The White House said Tuesday morning that at least 12,700 people had been evacuated by 37 US military flights and 8,900 had been evacuated by coalition flights over the past 24 hours. The Pentagon added that there are “a little bit above 5,000” people at the airport in Kabul waiting to board flights, which are now leaving about every 45 minutes.
Additionally, two defense officials told CNN on Tuesday that the first US troops have started leaving the country as the evacuation effort enters its final week.
That’s an improvement on all fronts, but the US is still up against the clock. President Joe Biden will stick, for now, with the Aug. 31 deadline to withdraw US troops, according to a senior administration official.
For help understanding the situation on the ground, the What Matters newsletter turned to CNN Senior International Correspondent Sam Kiley, who is at Kabul’s Hamid Karzai International Airport while the evacuation efforts unfold.
Our conversation, conducted over the phone and lightly edited for flow, is below.
What Matters: You got into Afghanistan on Sunday.
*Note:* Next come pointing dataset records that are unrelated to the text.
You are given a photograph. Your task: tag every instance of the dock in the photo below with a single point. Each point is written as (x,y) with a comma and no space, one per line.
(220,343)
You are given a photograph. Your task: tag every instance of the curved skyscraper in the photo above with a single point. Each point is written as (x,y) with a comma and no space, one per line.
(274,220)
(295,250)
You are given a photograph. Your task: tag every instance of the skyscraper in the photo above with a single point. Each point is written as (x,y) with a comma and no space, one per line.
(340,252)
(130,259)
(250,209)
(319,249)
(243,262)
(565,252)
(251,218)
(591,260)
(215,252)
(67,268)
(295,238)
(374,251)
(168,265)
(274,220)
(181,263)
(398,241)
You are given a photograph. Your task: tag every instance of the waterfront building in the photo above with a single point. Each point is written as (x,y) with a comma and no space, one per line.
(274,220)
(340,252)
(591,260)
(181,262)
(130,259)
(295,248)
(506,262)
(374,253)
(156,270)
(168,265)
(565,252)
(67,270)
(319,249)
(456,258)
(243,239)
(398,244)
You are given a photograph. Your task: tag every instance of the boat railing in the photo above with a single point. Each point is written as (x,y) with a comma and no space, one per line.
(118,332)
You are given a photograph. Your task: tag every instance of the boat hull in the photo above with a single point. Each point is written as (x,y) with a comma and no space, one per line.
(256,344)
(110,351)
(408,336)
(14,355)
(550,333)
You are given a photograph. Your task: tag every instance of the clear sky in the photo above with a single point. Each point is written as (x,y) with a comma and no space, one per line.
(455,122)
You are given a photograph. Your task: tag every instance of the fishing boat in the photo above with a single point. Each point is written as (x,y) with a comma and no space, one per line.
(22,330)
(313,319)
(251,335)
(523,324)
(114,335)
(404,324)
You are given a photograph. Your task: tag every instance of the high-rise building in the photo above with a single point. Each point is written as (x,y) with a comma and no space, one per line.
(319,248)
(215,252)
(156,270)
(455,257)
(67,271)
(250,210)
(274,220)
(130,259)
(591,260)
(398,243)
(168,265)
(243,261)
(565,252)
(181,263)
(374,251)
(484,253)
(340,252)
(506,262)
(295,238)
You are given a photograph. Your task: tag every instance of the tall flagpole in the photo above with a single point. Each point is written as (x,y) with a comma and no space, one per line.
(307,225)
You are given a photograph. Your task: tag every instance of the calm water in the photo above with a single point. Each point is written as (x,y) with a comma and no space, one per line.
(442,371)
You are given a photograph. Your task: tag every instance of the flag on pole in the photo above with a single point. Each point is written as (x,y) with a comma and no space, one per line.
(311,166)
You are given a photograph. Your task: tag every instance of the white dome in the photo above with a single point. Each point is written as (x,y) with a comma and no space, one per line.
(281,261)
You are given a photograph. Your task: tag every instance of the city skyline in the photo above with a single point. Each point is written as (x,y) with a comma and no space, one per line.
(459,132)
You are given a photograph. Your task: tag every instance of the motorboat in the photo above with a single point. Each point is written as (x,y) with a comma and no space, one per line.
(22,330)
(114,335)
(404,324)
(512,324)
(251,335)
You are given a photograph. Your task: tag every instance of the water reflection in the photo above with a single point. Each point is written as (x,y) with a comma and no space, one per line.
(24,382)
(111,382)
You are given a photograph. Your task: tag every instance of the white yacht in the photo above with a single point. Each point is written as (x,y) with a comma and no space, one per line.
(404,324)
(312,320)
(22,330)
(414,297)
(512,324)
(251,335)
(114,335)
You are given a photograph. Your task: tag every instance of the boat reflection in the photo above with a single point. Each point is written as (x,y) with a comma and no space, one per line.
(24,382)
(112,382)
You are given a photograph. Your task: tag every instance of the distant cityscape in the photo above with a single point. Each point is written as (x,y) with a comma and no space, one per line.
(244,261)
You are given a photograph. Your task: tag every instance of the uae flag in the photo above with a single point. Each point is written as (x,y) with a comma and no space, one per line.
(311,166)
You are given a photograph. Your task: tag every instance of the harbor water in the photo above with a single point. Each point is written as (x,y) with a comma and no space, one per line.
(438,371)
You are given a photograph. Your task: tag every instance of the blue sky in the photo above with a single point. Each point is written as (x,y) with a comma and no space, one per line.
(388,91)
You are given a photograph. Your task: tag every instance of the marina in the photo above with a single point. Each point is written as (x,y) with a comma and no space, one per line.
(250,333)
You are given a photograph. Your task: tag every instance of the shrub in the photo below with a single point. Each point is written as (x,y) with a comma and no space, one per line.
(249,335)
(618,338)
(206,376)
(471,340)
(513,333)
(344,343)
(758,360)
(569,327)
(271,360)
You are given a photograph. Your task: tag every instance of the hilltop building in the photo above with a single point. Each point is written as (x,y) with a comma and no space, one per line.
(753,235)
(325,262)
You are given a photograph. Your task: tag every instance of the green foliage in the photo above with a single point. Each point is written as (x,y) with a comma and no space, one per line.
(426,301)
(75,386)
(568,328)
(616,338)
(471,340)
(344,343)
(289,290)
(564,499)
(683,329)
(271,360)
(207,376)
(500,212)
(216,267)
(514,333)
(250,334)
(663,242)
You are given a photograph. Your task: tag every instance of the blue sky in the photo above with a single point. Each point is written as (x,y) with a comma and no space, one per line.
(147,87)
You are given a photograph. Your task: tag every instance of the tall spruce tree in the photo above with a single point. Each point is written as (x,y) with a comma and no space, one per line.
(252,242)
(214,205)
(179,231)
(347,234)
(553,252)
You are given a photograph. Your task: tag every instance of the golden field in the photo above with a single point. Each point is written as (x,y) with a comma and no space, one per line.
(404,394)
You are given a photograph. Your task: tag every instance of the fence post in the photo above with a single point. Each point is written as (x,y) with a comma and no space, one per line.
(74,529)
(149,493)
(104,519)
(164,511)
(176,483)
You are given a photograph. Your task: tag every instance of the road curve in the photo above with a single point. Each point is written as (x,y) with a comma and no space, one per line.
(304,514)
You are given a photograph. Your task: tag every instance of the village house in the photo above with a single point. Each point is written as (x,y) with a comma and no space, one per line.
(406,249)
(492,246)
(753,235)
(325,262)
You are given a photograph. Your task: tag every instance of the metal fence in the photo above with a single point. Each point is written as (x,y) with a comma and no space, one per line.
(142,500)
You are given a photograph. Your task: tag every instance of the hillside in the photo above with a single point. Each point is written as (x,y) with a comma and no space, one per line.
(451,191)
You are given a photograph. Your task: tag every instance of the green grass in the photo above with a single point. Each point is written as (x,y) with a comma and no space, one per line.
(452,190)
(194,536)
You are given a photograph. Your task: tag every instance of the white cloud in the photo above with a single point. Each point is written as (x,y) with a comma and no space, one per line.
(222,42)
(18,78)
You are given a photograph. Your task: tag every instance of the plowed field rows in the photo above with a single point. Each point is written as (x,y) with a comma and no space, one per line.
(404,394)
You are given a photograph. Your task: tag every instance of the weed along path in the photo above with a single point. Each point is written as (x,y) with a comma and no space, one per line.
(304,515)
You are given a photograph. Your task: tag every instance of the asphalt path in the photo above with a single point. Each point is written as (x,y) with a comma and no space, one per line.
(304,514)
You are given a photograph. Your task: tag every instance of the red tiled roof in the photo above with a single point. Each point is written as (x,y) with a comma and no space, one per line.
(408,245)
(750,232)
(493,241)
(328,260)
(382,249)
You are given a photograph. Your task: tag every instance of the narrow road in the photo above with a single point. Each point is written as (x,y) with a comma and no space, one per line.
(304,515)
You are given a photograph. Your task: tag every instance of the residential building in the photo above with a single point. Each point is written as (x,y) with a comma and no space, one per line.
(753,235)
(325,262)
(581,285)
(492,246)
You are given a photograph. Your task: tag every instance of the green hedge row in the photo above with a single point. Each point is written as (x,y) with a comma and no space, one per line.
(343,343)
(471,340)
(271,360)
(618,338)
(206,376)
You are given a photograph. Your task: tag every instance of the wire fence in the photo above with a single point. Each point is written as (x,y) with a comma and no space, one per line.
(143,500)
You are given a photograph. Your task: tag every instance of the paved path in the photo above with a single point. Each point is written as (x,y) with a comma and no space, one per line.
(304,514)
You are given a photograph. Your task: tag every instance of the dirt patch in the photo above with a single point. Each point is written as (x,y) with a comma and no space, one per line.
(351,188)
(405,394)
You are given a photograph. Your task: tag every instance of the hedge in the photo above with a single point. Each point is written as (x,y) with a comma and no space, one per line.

What was your impression when you first got on the ground?
SK: We arrived mid-afternoon on a Qatari flight and I was pleased and relieved to see quite large, well-ordered queues of people already being loaded onto aircraft from around the world.
So the kind of awful scenes that Clarissa (Ward) had witnessed on her way out in the very early stages of the evacuation were not being repeated by the time I got in. But there were very large numbers and there were also, of course, very large numbers of people pressed up against the walls outside, and indeed on that day — although we didn’t know it at the time, exactly — but on that day, seven people were killed in crushes against the walls. A lot of them close to the British military camp.
What Matters: The US evacuation effort has obviously ramped up in recent days. Are you seeing planes constantly coming in and out of the Kabul airport?
SK: Yeah. So there is a constant circulation of aircraft, mostly big cargo lifts, C-17s and these propeller planes or kind of NATO aircraft. There’s a small number of civilian aircraft. I’ve seen Kam Air, which is an Afghan airline that took several hundred people off. I watched that takeoff this afternoon. So there most certainly has been a very significant increase, and that’s borne out by the statistics, which show — according to the United States — that 21,000 were evacuated over a 24-hour period. That’s both US and coalition evacuees. Americans evacuated about 12,000 of them.
Today, by lunchtime the Americans had evacuated about 9,000. The numbers of people waiting to be evacuated, seem to be sitting between 4 and 5,000 as small numbers of people are now able to get in. But everything is much, much more slickly organized, and there’s no great surprise — people should get better at what they do. And nobody’s had any practice in this kind of an operation, so that it was chaotic to begin with and now is pretty slick is no great surprise.
It doesn’t solve many of the problems outside of the gate, but it does mean that you don’t get the massive bottlenecks that we saw at the beginning.